Metamorfoz Sanat Evi’nde düzenlenen toplantıda, kampanya sürecini anlatan Özlem Tansal, bugün gelinen noktada elde edilen başarının, Datça’nın geleceği adına umut verici olduğunu söyledi. Datça’da, su şebekesinde asbestli borularının kullanıldığını bir yerel gazeteden öğrendiğini belirten Tansal, şöyle dedi:
“Doğal olarak haberden etkilendim. Çünkü bahsettiğimiz konu, en yaşamsal ihtiyacımız olan su ve havaydı. Asbestin zararlarını bilimsel kaynaklardan araştırdım. Bilirkişilerle konuştum. Aldığım bilgiler hiç de iç açıcı değildi. Asbest, ısıya, aşınmaya, kimyasal maddelere çok dayanıklı, lifli yapıda kanserojen bir mineral. Bu doğal ama kanserojen madde, bilimsel kaynaklardan da araştırılırsa, öldürücü hastalıklara neden olabiliyor. Paaniğe gerek yok. Borular çatlayıp kırılmadıkça ya da havadan toz partiküller halinde doğrudan solunmadıkça yaşamsal bir tehlike söz konusu değil. Ancak bahsettiğimiz şey, su şebekesi borusu olduğu için ve yerin altındaki borudan hiçbir zaman emin olamadığımız için elbette ki değiştirilmesi gerekiyor. Ayrıca bu suyla çamaşır yıkıyoruz. Çamaşırlarımız aracılığıyla da asbest solumamız söz konusu. Kış aylarında, Datça’yı sel götürüyor. Kırılan borular, sağlıklı koşullarda değiştirilmezse, tamir edenlere yazık. Asıl tehlikeye onlar maruz kalıyor. Hiç tartışmasız, Avrupa’da 1990’lı yıllarda, bizde ise 2010’da yasalar nezdinde kullanımı ve üretimi yasaklana bu kanserojen madde hayatımızdan çıkmalıdır.””

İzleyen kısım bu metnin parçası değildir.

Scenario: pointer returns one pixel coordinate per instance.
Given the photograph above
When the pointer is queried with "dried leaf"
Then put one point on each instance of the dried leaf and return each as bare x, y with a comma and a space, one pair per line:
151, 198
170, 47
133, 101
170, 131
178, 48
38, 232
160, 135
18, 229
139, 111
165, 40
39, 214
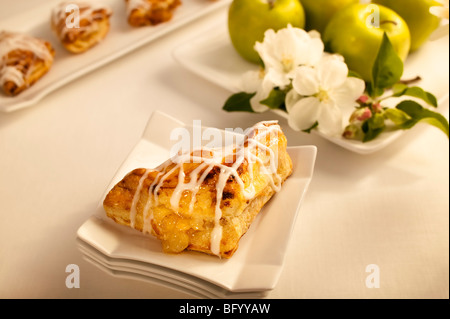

DATÇA’YI SEVEN HERKES İMZA VERDİ
Tansal açıklamasında halkın temiz su temiz hava isteğini yetkililere duyurmak için yola çıktıklarını anlatırken, Datça’da bilgisayar ve sosyal medyaya aşina, hemen herkesin imza verdiğini, Datçaseverler’in de kampanyaya ilgi gösterdiğini söyledi. Tansal, şöyle devam etti:
“33 bin 122 imzayla başarılı kampanyalar arasında yerini aldı. Herkesin, sosyal medyadaki tüm Datçalı sayfaların, büyük katkısı oldu. Herkese sahip çıktığı, desteklediği için teşekkür borçluyuz. Amaca ulaştık. Yetkililere sesimizi birlikte duyurduk. Belediyemiz, halkın gücünü arkasına aldı ve İller Bankası’ndan kredi yolu açıldı. Ancak, imzalarımızın takipçisi olacağız. Bu kampanyaya destek veren herkese teşekkür ediyorum.”
NEDEN YASAKLANDI?
Çevre ve Orman Bakanlığı Çevre Yönetimi Genel Müdürlüğü, kansere neden olan asbestin, üretim, kullanım, piyasa arzı ile asbest içeren eşyaların piyasaya arzını 31 Aralık 2010 tarihinden itibaren geçerli olmak üzere yasaklamıştı.
Çevre Yönetimi Genel Müdürlüğü’nden yapılan açıklamada, asbesti (amyant) tamamen yasaklayan yönetmeliği 31 Aralık 2010 tarihinde yürürlüğe girdiği bildirildi. Böylece daha önce kısmen yasaklanan asbestin tamamen yasaklı hale geldiği vurgulanırken, Avrupa Birliği ile de bu konuda tam uyum sağlanmış olacağı belirtildi.
SOLUNUM VE İÇME SUYU İLE VÜCUDA GİRİYOR, KANSERE NEDEN OLUYOR
Açıklamaya göre düzenleme ile 31 Aralık 2010 tarihinden itibaren tüm asbest türlerinin çıkarılması, herhangi bir ürün üretiminde kullanılması, asbest içeren tüm ürünlerin piyasaya arzı yasaklanmış olacak. Çok iyi bir yalıtkan madde olan asbest çoğunlukla içme suyu boruları başta olmak üzere yapı malzemelerinde ve gemi yapımında kullanılıyor. Asbest solunum ya da içme suyu yoluyla vücuda girdiğinde başta kanser olmak üzere çeşitli hastalıklara yol açıyor.
ASBESTİN NEDEN OLDUĞU HASTALIKLAR
Asbestin neden olduğu hastalıkların bazıları, akciğer zarları arasında sıvı toplanması, kireçlenme, akciğer zarı kalınlaşması ve akciğer dokusunda bağ dokusu oluşumu olarak sıralanıyor. Ayrıca ciltte yaralara da neden olabiliyor. Asbestin yasaklanması ile asbest kaynaklı hastalık riskleri ortadan kalkarken, çevresel ortama asbest bırakılmasına son verilmiş olacak.